“If you are not depressed and anxious in the modern world we have created, then you really are crazy,” Mary McEvoy told the MacGill Summer School.
The actor was speaking at a session addressing the challenges posed by modern society to mental wellbeing. “Depression is a very logical reaction to the chaos we experience in the belief that we are superior to the rest of nature,” she said. “We have allowed technology to override our humanity. Society is still largely patriarchal. The demise of religion has led to a loss of moral compass. Hubris is still worshipped and intellectuals just talk the talk. We love information because it is fast and don’t have the patience for wisdom because it is slow.”
In a deeply personal reflection she said: “People who suffer with mental health issues have a really important lesson to teach. If only the movers and shakers would listen.”

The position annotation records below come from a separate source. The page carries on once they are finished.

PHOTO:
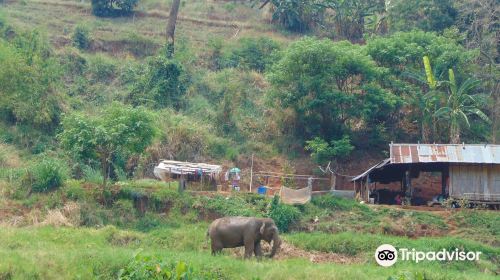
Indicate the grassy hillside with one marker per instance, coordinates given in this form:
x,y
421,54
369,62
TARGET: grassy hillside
x,y
89,105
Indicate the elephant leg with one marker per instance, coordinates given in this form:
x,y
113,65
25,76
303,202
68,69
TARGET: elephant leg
x,y
258,250
249,249
216,247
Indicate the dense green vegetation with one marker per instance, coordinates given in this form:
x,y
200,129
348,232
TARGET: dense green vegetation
x,y
89,103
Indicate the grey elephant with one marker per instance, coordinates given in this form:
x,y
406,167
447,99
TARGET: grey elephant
x,y
231,232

She added that to be fully human we had to embrace our vulnerability, and she extended this thinking to the wider political and economic field.

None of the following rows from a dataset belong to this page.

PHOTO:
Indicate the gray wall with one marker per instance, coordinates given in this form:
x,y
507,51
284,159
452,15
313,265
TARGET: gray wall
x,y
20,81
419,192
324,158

Before we fix the economy can we not fix the minds that had the ideas that led to the crisis in the first place, she asked.
Modernity could have a harmful effect on mental health. “Everybody has an opinion about everything and it’s usually the badly thought-out negative nonsense,” she said.
“Nobody sees the soul of a person . . . media pump out vicious and harmful stories about people. Mediocrity is rewarded . . . it seems as though society is . . . cannibalising itself.”
She advised: “Be kinder, drop the judgment, love the planet and if you cannot love your neighbour then leave them alone. Be prepared to fail. Every time we fail we start again. Accept your fragility.”